‘Wolf Man’ Movie Review: Leigh Whannell Brings Simplicity, Tension, And Emotional Stakes To Universal Monster Reboot
From Jeremy Kibler
Leigh Whannell just gets it. What the filmmaker managed to do with 2020’s The Invisible Man was recontextualize the classic Universal monster into a toxic human monster capable of gaslighting and abuse. It was also a gripping, stylishly orchestrated horror movie with a great Elisabeth Moss performance. Whannell’s reimagining of 1941’s The Wolf Man, titled Wolf Man, proves he knows how to bring another monster into the 21st century without making a schlocky IP cash-grab. A family drama melded into a home-invasion nightmare with body horror, Wolf Man impresses as a solid start to a new calendar year.
Christopher Abbott, always an intense and internal performer, plays Blake, an out-of-work New York writer who’s put his job first as a father to daughter Ginger (Matilda Firth). When he gets the news of his father’s death, Blake takes Ginger and his journalist wife, Charlotte (Julia Garner), to his childhood farm in Oregon for a restart. Naturally, they run into a wolf-like man and Blake’s cut on his arm isn’t from glass.
This is simple, pared-down storytelling done right. The opening extended sequence—a young Blake (Zac Chandler) and his abusive father (Sam Jaeger) going hunting in the woods 30 years ago—is Wolf Man in a microcosm: methodical pacing, hold-your-breath tension, and efficient character work that enriches what this story is about underneath the surface.

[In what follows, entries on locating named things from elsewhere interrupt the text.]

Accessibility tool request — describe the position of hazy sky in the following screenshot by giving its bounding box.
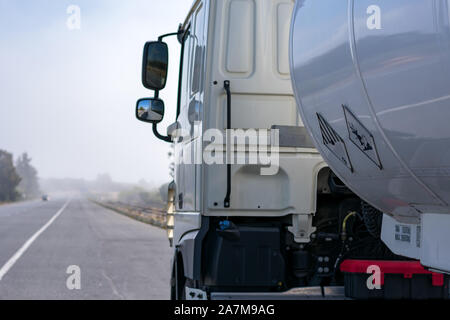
[0,0,193,183]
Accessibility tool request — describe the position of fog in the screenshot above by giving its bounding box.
[0,0,192,186]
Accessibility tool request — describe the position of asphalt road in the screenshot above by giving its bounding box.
[0,199,172,300]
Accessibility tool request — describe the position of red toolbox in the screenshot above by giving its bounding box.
[340,260,449,299]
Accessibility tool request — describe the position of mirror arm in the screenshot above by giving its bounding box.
[158,32,179,42]
[153,123,172,143]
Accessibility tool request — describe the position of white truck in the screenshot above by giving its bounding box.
[136,0,448,299]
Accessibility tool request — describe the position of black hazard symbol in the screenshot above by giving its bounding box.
[342,105,383,170]
[317,113,353,172]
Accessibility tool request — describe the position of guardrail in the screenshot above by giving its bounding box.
[90,199,167,229]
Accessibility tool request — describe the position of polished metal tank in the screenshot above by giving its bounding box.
[290,0,450,222]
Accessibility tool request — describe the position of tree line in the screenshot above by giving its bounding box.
[0,150,41,202]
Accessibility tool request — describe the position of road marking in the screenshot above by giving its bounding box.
[0,199,70,281]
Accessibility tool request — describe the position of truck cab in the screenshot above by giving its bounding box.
[136,0,392,299]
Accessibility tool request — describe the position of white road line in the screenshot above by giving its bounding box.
[0,199,70,281]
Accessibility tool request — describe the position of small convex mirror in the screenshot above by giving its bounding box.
[136,98,164,123]
[142,41,169,91]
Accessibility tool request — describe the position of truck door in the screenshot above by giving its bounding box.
[175,2,207,211]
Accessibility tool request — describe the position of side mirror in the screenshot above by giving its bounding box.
[142,41,169,91]
[136,98,164,124]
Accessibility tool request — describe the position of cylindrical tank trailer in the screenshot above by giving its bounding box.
[290,0,450,269]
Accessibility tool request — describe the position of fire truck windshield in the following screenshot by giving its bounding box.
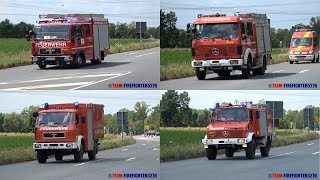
[291,38,312,47]
[36,112,74,126]
[214,108,248,122]
[34,26,70,40]
[196,23,238,39]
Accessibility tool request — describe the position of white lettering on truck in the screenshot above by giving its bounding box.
[36,41,67,48]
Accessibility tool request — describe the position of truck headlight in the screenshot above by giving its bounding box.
[66,143,73,147]
[34,144,42,148]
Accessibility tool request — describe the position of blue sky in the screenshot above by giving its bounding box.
[161,90,320,110]
[0,90,160,114]
[0,0,160,27]
[161,0,320,29]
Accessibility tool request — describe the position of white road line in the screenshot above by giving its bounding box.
[69,72,131,90]
[1,73,121,83]
[263,151,296,159]
[2,82,92,91]
[74,163,85,166]
[272,70,284,73]
[126,157,136,161]
[299,69,309,73]
[136,52,156,57]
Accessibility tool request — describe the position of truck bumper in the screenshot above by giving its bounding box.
[289,54,315,61]
[191,59,243,70]
[31,56,73,65]
[33,142,77,150]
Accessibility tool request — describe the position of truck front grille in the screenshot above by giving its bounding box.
[43,132,65,138]
[40,48,61,55]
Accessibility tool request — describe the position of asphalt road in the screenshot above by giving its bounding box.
[160,62,320,90]
[0,137,160,180]
[0,48,160,90]
[160,140,320,180]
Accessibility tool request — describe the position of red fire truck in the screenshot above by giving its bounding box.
[26,14,110,69]
[202,103,273,160]
[187,13,271,80]
[33,102,104,163]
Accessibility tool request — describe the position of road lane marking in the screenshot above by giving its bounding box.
[136,52,156,57]
[69,72,131,90]
[2,82,91,91]
[299,69,309,74]
[74,163,85,166]
[126,157,136,161]
[272,70,284,73]
[263,151,296,159]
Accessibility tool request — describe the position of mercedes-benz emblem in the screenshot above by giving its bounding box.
[222,131,229,137]
[212,48,219,55]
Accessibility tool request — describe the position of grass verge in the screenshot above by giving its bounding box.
[160,48,289,81]
[0,38,160,69]
[160,128,319,162]
[0,133,136,165]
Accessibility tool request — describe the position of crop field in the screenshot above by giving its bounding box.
[160,128,319,161]
[160,48,289,81]
[0,38,160,69]
[0,133,136,165]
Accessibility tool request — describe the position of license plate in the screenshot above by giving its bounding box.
[46,57,55,61]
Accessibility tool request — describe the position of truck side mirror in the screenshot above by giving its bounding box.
[32,112,39,117]
[187,23,191,33]
[256,111,260,119]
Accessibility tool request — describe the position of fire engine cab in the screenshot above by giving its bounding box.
[26,14,110,69]
[202,102,273,160]
[187,13,271,80]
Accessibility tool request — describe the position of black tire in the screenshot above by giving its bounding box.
[224,148,234,157]
[88,143,97,160]
[37,151,48,164]
[38,63,47,69]
[206,145,217,160]
[218,71,231,77]
[73,143,84,162]
[54,154,63,161]
[246,139,256,159]
[74,54,83,68]
[241,56,251,79]
[260,140,271,157]
[196,68,207,80]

Thematically, Whannell and co-writer Corbett Tuck change the course, their story being about hereditary violence and the fear of becoming our parents. It’s not the most subtle metaphor, but the film never makes it feel ham-fisted.
This Wolf Man is decidedly the gnarliest of the “wolf man” iterations, even more so than the underrated 2010 reboot with Benicio del Toro. The chase set-pieces are expertly staged, particularly one on a plastic greenhouse; the scares are crafted with care; and the effectively nasty practical make-up effects earn a visceral reaction (fingernails, self-cannibalism, you name it). To ensure another technically assured film, Whannell brings along his collaborators from The Invisible Man, including cinematographer Stefan Duscio, editor Andy Canny, and composer Benjamin Wallfisch. All of them are doing top-notch work, particularly when the film essentially becomes a long chase in the dark. If Whannell was able to play with empty space when it came to an invisible human monster, he does the same with the werewolf transformation, employing some bravura camera movements and lighting. Most inspired of all is an editing trick with “werewolf vision” and sound, and it’s cleverly used every time.
If all of that weren’t enough, the performances are all strong and in tune with the material. Christopher Abbott is terrific, deftly tracking Blake’s arc as the father he wants to be to his daughter until he becomes the monster he promised he’d never be. Abbott and Matilda Firth (a natural, not-overly-precocious child actor) form such an emotional connection that it makes Blake’s fatal transformation even more moving. Julia Garner, while always capable of more, is emotionally available and convincingly brings untapped maternal instincts to Charlotte.
Combining the tragedy of David Cronenberg’s The Fly and even pieces of Scott Cooper’s Antlers, Leigh Whannell’s Wolf Man is supreme old-school monster-movie filmmaking that doesn’t forget about the vital human core.
Rating: 4/5
Wolf Man hits theaters on January 17th, 2024.